在我流产的第三天,我看见本应沧桑的丈夫,从幼儿园接走了一个四岁的孩子。
我听见那个孩子叫他:爸爸。
从这声爸爸开始,丈夫的秘密一个接着一个,暴露在我的面前……
我和张启相识于校园,恋爱五年,结婚七年。
可是我却杀了他,就在昨晚。
在他睡觉的时候,我一刀刺穿了他的心脏。
血瞬间浸湿了整个床单。
这并不是很难,我瞄准了很久,下刀的时候手也没有颤抖。
他突然张开眼看着我的时候,我还对他微笑了一下。
刀好像被骨头卡住了,我拔了半天拔不出来。
他瞪圆了眼睛,死死的盯着我,嘴里发出“喝喝”的声音,手想要抓住我,却没有力气。
直接跨坐到他身上,还转了转刀,才用力的拔了出来。
温热的血喷了我一身,他开始剧烈的颤抖,我死死的坐在他的身上,就这样看着他挣扎,直到再无动静。
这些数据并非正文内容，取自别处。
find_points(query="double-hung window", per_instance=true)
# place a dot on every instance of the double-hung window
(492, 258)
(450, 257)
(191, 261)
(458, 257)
擦了擦脸上的血,翻身下床的时候,我一个腿软还跌倒在了地上。
缓了好一会,我才有力气从地上爬起来。
拿出准备好的行李箱,我把他放进行李箱里,埋在了我们最喜欢的后花园里。
当初买这个房子的时候我很不满意,又在郊区,又是独栋,出行很不方便。
就是为了这个花园,最终才买下了这个房子。
张启最喜欢这个花园,每周都会用很多时间去打理,甚至还对我说过,如果有一天他要死了,也希望埋进这个花园里。
真是讽刺,他选的地方,让我毫无声息的杀了他,还有了处理尸体的地方。
我细细的将土均匀的铺在他的身上,为了掩盖松动过土的痕迹。
看着明显翻新的土,我想了想,又找来了几匹红砖,垒了一个小台,然后端了一盆景观树,牢牢的压在上面。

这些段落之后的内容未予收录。